Ieri nei mercati di Francia si è diffuso il panico, con i bond e le azioni in caduta libera per via del timore degli investitori che la finanziaria stilata dal governo Barnier non sia approvata soprattutto per l’opposizione dei lepenisti e che l’esecutivo vada incontro ad un voto di sfiducia che innescherebbe una crisi di governo dai destini più che incerti.
COSA DI DICE SUI MERCATI DELLA FRANCIA
Ieri il rendimento del benchmark francese ha raggiunto il 3%, praticamente ai livelli di quello greco (come scrive Politico, all’una del pomeriggio il rendimento francese era al 3,03 contro il 3,04 di quello greco), mentre lo spread col Bund tedesco aveva sfiorato quota 90 nel corso della seduta portandosi infine a 85,12.
In ribasso da fine settembre, l’indice azionario Cac 40 ha perso lo 0,72% dopo essere calato anche dell’1,4% durante le contrattazioni, facendo di quella francese una delle borse dalle performance peggiori del continente.
Come riporta il Financial Times, i titoli più colpiti sono stati quelli bancari e assicurativi: Axa ha perso il 4,3% e Société Générale il 3,5%.
ARIA DI CRISI DI GOVERNO IN FRANCIA?
“Queste vendite”, ha dichiarato al Ft Gareth Hill, bond fund manager di Royal London Asset Management, “sono basate sulla paura di un potenziale collasso del governo Barnier”.
In un’intervista rilasciata martedì e citata da Bloomberg il premier ha ammonito che, se il budget non passasse, vi sarebbero “una grande tempesta e una turbolenza molto seria del mercato finanziario”.
Ma secondo un’indiscrezione di Le Parisien, Macron già lunedì era convinto che Le Pen voterà la censura e che l’esecutivo Barnier si trovava ormai su un binario morto: “le gouvernement va tomber”.
IL NODO DEL VOTO DI SFIDUCIA
In carica appena dal 5 settembre, Barnier rischia di cadere già la prossima settimana se il Rassemblement National mantenesse la promessa – una volta approvato il budget – di votare la cosiddetta censure, la sfiducia, facendo convergere la sua mozione con quella preannunciata dai partiti di sinistra.

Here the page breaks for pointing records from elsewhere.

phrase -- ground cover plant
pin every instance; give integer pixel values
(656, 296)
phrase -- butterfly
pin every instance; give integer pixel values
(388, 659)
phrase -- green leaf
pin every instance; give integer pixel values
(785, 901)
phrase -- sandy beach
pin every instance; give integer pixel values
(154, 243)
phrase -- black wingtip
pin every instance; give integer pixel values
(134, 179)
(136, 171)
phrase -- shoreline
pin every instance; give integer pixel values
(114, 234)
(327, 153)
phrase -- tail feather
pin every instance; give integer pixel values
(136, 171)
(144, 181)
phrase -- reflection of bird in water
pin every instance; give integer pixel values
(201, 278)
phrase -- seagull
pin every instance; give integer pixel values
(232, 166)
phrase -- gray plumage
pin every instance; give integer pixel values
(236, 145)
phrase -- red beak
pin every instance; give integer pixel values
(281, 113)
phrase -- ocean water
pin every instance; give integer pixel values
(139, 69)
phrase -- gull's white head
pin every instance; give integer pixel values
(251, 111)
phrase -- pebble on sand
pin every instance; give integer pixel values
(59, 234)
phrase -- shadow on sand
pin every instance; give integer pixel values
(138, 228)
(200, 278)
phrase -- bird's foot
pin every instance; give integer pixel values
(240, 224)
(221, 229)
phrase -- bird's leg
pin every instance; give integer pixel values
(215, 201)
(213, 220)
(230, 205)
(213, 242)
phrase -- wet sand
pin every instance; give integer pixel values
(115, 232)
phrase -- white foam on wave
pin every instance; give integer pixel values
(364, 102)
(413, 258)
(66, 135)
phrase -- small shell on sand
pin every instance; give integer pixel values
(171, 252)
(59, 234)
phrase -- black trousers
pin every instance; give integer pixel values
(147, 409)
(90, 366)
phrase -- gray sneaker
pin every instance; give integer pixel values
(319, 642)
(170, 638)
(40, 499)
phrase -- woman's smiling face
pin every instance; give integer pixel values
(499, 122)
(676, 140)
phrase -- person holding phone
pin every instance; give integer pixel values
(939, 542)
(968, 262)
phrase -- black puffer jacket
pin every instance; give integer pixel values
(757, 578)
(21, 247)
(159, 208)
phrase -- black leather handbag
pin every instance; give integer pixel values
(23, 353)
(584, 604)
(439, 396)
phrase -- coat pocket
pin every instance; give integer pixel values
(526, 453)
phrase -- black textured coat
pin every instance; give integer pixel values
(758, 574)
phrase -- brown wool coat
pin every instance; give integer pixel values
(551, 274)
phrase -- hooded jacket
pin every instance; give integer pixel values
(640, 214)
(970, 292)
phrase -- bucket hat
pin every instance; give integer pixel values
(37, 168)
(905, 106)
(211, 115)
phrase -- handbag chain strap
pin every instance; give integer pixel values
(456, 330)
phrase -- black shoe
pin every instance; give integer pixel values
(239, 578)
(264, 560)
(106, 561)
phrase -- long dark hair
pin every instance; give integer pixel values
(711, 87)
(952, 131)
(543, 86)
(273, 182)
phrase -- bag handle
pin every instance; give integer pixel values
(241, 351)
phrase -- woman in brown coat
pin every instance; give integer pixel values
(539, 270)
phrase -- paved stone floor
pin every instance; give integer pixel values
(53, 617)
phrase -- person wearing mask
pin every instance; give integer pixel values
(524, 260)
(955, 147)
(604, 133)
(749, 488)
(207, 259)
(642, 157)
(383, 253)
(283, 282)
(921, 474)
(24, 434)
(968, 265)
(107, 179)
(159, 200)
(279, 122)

A non piacere a Le Pen è soprattutto l’aumento delle imposte sull’elettricità previsto dal budget e la mancata indicizzazione delle pensioni, elementi che lei definisce “non negoziabili per noi” e la spingono ora a dichiarare che è meglio tornare al budget dell’anno scorso, che “è molto meno cattivo di questo, perché ci sono meno imposte che peseranno sulle classi popolari e le classi medie”.
Ma con un deficit che viaggia verso il 6,1%, l’ipotesi caldeggiata da Le Pen provocherebbe un impatto rovinoso nei mercati e nell’Ue.
LE FIBRILLAZIONI POLITICHE
È da settimane che i parlamentari stanno discutendo la finanziaria proposta da Barnier che include 40 miliardi di euro di tagli e 20 miliardi di tasse aggiuntive, considerati dal premier un calice amaro per risolvere i problemi gemelli del deficit e del debito fuori controllo.
Ma la fibrillazione innescata dalle mosse parallele dei partiti ora è tale che molti danno Barnier per spacciato. Ad esempio secondo David Roche di Quantum Strategy intervistato da Cnbc, il governo “cadrà probabilmente” a dicembre, preparando la strada a nuove elezioni legislative che per legge non potranno tenersi prima di giugno.
Secondo Roche “Macron potrebbe lasciare al suo posto Barnier come capo di un governo paralizzato (e senza budget) in carica solo per gli affari correnti oppure nominare qualcuno come il governatore della Banca di Francia che guidi un governo totalmente passivo che svolga compiti minimalisti fino a giugno”.
OPINIONE PUBBLICA IN FERMENTO
Da un sondaggio effettuato ieri da BFM Tv e citato da Reuters emerge che il 54% dei francesi non vuole il voto di sfiducia e la caduta di Barnier per via dei concreti rischi di una conseguente crisi finanziaria.
Ma lo stesso sondaggio dice che, in caso di caduta di Barnier, il 63% sarebbe a favore delle dimissioni del presidente Macron.